Organ Safety Evaluation
The U87-Luci tumor-bearing mice received injections of PBS, free TMZ, free siPLK1, A2PEC/siPLK1, TMZ-A2PEC/NCsiRNA, and TMZ-A2PEC/siPLK1 at doses of 10 mg kg−1 TMZ and 1 mg kg−1 siRNA on days 12, 14, 16, and 18. One day after the last treatment, three mice from each group were sacrificed, their organs (heart, liver, spleen, lung and kidney) were collected and sections of the organs were stained with hematoxylin and eosin (H&E) for histological examination.
Statistical analysis of the data was performed using analysis of variance (ANOVA) and Student’s t-tests, P values < 0.05 was considered statistically significant. The results were expressed as mean and mean ± SD in the figures (*P < 0.05, **P < 0.01, ***P < 0.001).

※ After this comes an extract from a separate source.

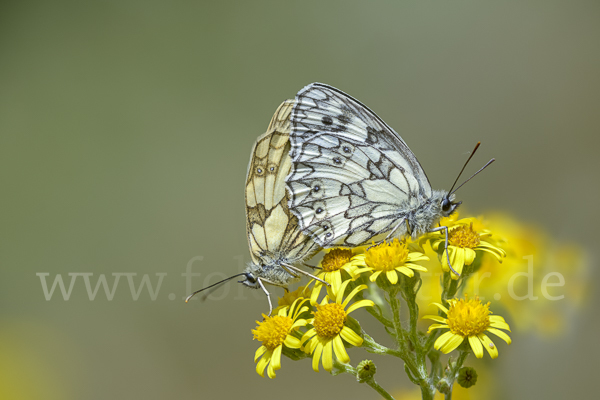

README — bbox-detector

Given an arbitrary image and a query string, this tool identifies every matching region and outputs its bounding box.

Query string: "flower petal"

Preparation and Characterization of TMZ-A2PEC/siPLK1
TMZ-A2PEC/siPLK1 was synthesized as outlined in Figure 1. TMZ was encapsulated into the micelle core through hydrophobic interactions to form TMZ-A2PEC. The naked siPLK1 was easily complexed with the TMZ-A2PEC via electrostatic interaction to form TMZ-A2PEC/siPLK1. Agarose gel electrophoresis showed that siPLK1 was completely adsorbed by TMZ-A2PEC when the N/P ratio was 1:1 (Figure 2A). The TEM image showed that TMZ-A2PEC/siPLK1 had a regular spherical shape (Figure 2B). The average particle sizes of A2PEC, TMZ-A2PEC, and TMZ-A2PEC/siPLK1 were 72.94 nm, 76.56 nm, and 82.22 nm, respectively (Figure 2C [a-c]). The zeta potentials of A2PEC, TMZ-A2PEC, and TMZ-A2PEC/siPLK1 were 26.00 mV, 26.60 mV, and 18.80 mV, respectively (Figure 2D [a-c]). The TMZ loading efficiency and loading content of TMZ-A2PEC/siPLK1 were 91.69% and 9.17%, respectively.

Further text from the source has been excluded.